An important issue was raised in relation to the involvement of local communities in the development of services and policy. That is vital. My noble friend Lady Uddin referred to local community groups and women's health issues. My noble friend Lady Pitkeathley, in paying a tribute to staff, said that the NHS had to do much more to involve local people in decisions about their future health. That is the context in which the new proposals contained in the NHS Bill, which we shall shortly be debating, to improve public and patient involvement, very much come to the fore.

My noble friend asked whether, within patient forums, advocacy or the national commission, we would ensure that there were sufficient members from black and minority ethnic communities. We will very much seek to do that. Indeed, it will surely be a test of the proposals that we are putting forward, which are much stronger than the present ones, that they cater for the needs of everyone in our community. I certainly agree with my noble friend Lady Pitkeathley that the role of the Commission for Patient and Public Involvement in providing training and support for those involved in patient and public involvement will need to reflect the needs of the whole of our society and will have an important role in supporting and monitoring the performance of many of those local public involvement bodies.

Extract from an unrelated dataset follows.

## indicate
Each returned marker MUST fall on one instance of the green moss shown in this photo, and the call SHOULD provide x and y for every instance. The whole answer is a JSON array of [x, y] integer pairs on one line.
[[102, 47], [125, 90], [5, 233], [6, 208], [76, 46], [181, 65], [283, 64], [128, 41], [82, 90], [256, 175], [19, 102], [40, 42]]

The noble Lord, Lord Clement-Jones, asked about health inequality targets. He will recall that we announced the first ever health inequality targets in February 2001 and gave a commitment that they would build on the local targets for reducing health inequalities. We continue to work hard in that area to make sure that they happen.

At the end of this important debate, no one should be in any doubt that we are determined to ensure that services for the National Health Service are as first rate for members of the black and minority ethnic communities as they are for anyone else in our society. No one can deny that the NHS Plan, National Health Service frameworks and various other policies that we have laid down make it clear that we expect services to be provided in that area.

It is worth recognising that many important developments and local projects have taken place, but that there is a long way to go. We must make sure that current pockets of good practice become systematic and mainstream throughout the NHS and in social care. The challenge to the department and to the National Health Service is to ensure that those policies and programmes are implemented in a firm and satisfactory way.

The Government are committed to working with all those who want to see full equality in health and social care and to making sure that that happens. My noble friend has done a great service to the House in bringing this important matter to our attention. I assure her that the Government want to proceed and to study carefully the points raised in the debate today.

House adjourned at twenty-four minutes before ten o'clock.